Narrato fondamentalmente in terza persona con brevi inserti in prima persona, definibile
come un momento di estremo flusso della coscienza del protagonista maschile. Rappresenta
le varie reazioni altalenanti e antitetiche del marito tradito nei confronti dell’amante. Gli
atteggiamenti vanno dal disprezzo, odio, desiderio di vendetta, rimozione, negazione,
desiderio di schiacciarlo sotto le proprie scarpe.
Questa volta il parlante è in prima persona. I 50 componimenti in cui si articola Modern Love
mescolano sapientemente l’alternanza tra la terza persona narrativa e la prima persona
protagonista. L’effetto che si ottiene è quello di immedesimarci: anche noi penseremmo con i
pensieri del protagonista e useremmo le sue parole per esprimere il suo stato d’animo.

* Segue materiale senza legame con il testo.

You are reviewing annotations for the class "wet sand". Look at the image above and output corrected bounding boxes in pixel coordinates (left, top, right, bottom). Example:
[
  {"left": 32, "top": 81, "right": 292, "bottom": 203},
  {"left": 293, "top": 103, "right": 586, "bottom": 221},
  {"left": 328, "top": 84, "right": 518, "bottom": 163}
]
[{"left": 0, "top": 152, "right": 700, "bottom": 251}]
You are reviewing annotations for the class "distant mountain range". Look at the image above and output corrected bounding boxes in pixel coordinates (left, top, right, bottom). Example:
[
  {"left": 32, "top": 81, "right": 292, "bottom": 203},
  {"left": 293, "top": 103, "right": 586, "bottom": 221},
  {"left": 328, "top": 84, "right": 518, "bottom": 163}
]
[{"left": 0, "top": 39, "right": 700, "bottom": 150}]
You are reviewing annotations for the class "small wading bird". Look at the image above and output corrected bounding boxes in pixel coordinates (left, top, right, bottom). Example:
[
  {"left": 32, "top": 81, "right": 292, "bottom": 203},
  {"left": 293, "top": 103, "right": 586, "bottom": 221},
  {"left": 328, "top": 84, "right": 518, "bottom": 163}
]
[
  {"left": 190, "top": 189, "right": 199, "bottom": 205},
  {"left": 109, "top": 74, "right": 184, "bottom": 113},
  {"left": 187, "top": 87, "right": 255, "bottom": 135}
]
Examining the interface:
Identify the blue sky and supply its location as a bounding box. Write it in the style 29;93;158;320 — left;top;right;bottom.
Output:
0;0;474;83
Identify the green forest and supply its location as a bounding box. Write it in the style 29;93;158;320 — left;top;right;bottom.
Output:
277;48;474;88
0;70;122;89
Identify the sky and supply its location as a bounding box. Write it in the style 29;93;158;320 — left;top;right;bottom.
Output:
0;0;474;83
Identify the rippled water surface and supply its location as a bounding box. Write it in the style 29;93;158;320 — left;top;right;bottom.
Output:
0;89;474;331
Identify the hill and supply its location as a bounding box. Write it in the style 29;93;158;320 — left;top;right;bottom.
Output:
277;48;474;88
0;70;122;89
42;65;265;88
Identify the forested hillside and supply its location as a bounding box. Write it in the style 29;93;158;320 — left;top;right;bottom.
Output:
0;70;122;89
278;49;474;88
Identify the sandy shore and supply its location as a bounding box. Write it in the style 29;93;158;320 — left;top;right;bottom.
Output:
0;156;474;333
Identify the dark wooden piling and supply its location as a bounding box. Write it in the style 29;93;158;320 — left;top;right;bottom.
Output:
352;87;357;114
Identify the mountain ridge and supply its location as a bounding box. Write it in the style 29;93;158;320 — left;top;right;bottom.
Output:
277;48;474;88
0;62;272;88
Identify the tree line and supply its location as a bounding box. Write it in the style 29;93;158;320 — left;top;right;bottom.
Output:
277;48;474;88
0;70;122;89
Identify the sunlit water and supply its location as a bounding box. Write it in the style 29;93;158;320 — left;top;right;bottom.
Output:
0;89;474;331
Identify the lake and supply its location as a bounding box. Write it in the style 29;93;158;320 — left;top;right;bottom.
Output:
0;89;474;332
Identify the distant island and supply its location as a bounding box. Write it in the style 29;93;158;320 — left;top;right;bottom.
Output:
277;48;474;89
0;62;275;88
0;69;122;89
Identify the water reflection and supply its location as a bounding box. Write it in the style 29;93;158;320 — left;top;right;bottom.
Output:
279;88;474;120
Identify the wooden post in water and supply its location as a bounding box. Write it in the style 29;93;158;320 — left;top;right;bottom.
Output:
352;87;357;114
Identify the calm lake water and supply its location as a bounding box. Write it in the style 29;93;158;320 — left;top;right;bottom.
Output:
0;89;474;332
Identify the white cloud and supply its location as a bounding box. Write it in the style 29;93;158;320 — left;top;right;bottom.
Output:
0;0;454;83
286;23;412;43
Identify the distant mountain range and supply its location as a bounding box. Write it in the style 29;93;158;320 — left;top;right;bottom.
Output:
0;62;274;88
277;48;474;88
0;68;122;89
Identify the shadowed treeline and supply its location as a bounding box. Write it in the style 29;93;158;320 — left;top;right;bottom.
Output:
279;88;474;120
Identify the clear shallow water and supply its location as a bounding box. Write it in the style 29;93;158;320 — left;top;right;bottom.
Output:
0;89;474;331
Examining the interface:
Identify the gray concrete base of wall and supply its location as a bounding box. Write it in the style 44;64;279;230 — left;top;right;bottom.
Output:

Calandoci nei panni di costui e ci sentissimo traditi, ci identificheremmo con i suoi
sentimenti, con i suoi slanci, con i suoi desideri poco edificanti di violenza e vendetta e
ancora con la sua attrazione non ancora assopita nei confronti della moglie e infine con il
riconoscimento autoironico e autosatirico di non essersi accorto del mutamento di situazione
che ha portato a questo risultato. Quindi l’effetto è di maggior drammaticità e coinvolgimento
diretto nella situazione che viene via via illustrata.
XVI poemetto
In our old shipwrecked days there was an hour
When, in the firelight steadily aglow,
Joined slackly, we beheld the red chasm grow
Among the clicking coals. Our library-bower
That eve was left to us; and hushed we sat
As lovers to whom Time is whispering.
Il contenuto si rivolge al passato, in un momento in cui la condizione tra i due era ancora di
serenità e affetto e si conclude su una nota di amarezza e rimpianto. Ci riporta ai due
innamorati che si trovavano uniti e abbracciati davanti al caminetto con le braci ardenti
(immagine positiva e di intimità, immagine anche simbolica di passione). O nella nicchia
della biblioteca in cui sedevano come amanti a cui il tempo sta sussurrando. Quindi anche in
questo caso momento di intimità tra i due. Ora questi giorni sono naufragati.
XXV poemetto
Parlato in prima persona, si rivolge ancora una volta alla sua compagna e prende spunto da
una novella francese. È uno dei testi più ironici.